In between riding casually and pulling off the most insane tricks around is mastering the more advanced, entryway tricks. These are the moves you’ll need to master before going for the big ones.
The 360 spin is sort of the entryway into advanced BMX tricks. Considering the size and inertia of a BMX bike, a 360 is much more difficult than it would be on a skateboard. It requires impeccable timing; if you rotate too little, you’ll fall over forward, and too much, you’ll fall over backward.
The less air a rider gets when performing a 360, the more impressive it is, considering that he or she has less time to turn the bike around in midair.
The 180 is also a popular BMX trick, but it’s use is a little different: because it stops the rider, who ends up facing backwards, the 360 makes more sense for tricks done in the run of movement.
Many BMX tricks are based on rotation, either of the bike or the rider. The 360 and its cousins, the 540, 720, 900 and 1080, have to do with how the rider spins himself around. The tailwhip, on the other hand, has to do with how he spins his bike.
Because of the way a rider holds onto the handbars in midair, he can keep the bike more or less facing forward while spinning it around under him. In this particular video, the rider does a remarkable thing: he does not only one or two tailwhips, but three, getting his bike to do a 1080 under him while he’s in the air.
This requires both foot and hand strength, tied to the velocity with which you have to spin the bike to get it to complete three full rotations. Also, as if that weren’t enough, he 360s his body while doing the tailwhips.
A decade involves something that barely even seems possible: keeping the bike facing one way while doing a 360 rotation of your own body around the handlebars.
It’s sort of a combination of deft climbing and a fight against inertia, and it’s made even more difficult by the fact that as you move around the bike, there’s nothing to hold it in place; the bike is just soaring through the air, with minimal friction to keep it rooted against your movement.
Guys also do this trick as what’s called a flatland trick, where they don’t get air beforehand, but this video’s version is particularly impressive for how the rider decades and then 360s.
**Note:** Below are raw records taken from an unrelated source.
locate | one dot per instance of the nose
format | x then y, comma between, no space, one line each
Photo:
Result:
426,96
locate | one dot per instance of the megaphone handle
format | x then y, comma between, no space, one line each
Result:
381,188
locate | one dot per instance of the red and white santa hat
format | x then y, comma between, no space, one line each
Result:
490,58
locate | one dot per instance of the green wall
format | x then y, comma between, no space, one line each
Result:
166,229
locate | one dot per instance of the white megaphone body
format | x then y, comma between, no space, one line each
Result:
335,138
To pull that off successfully requires an almost superhuman ability of both control and timing over the bike.
As mentioned, flatland tricks are performed without leaving the ground, which adds an entirely new element of difficulty and challenge to BMX.
Instead of having the time and space of one jump to organize your trick around, all of a sudden there’s no framework for what you’re doing: instead, you can do pretty much anything in any string of combinations, so long as you stay on the bike.
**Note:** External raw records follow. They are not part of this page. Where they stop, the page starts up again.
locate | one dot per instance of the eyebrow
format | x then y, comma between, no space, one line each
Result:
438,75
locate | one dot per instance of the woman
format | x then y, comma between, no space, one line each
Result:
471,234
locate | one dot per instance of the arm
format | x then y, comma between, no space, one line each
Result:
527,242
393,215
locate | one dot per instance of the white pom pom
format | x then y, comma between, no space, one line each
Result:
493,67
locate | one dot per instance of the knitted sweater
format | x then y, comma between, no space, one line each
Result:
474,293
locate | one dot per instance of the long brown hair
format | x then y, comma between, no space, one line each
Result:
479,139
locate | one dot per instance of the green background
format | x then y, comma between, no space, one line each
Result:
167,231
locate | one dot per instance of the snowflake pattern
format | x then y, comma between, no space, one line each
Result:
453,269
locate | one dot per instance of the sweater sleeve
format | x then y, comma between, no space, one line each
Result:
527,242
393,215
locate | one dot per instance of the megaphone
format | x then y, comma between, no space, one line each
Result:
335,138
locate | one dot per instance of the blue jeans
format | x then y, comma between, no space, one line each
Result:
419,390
This includes flatland decades, manuals, which involve bringing the bike up, and keeping it up, on its front or back wheel, tiretaps, spins, and other moves.
For these kinds of tricks, riders often use pegs attached to the center of the back wheel of the bike, which they can stand on and utilize for momentum and as a fulcrum for whatever they’re doing with the bike.
Front flip and back flip
The hardest tricks are generally unique combinations of these five tricks and more, but if you’re talking about the hardest isolated moves you can do on a BMX bike, it’s tough to get any more difficult than front and back flips.
A BMX bike is not a flimsy thing, and to manipulate it like this while still keeping it underneath your body — and there for you when you land — is incredibly challenging.
At the same time, while keeping the bike poised beneath you, your calibrations for the strength you’re putting on the bike at first need to be perfect, because otherwise you’ll under- or over-rotate and end up landing on the nose of your bike, the tail, or worse. But if you pull off the flip, it’s about as close as man comes to flying on his own.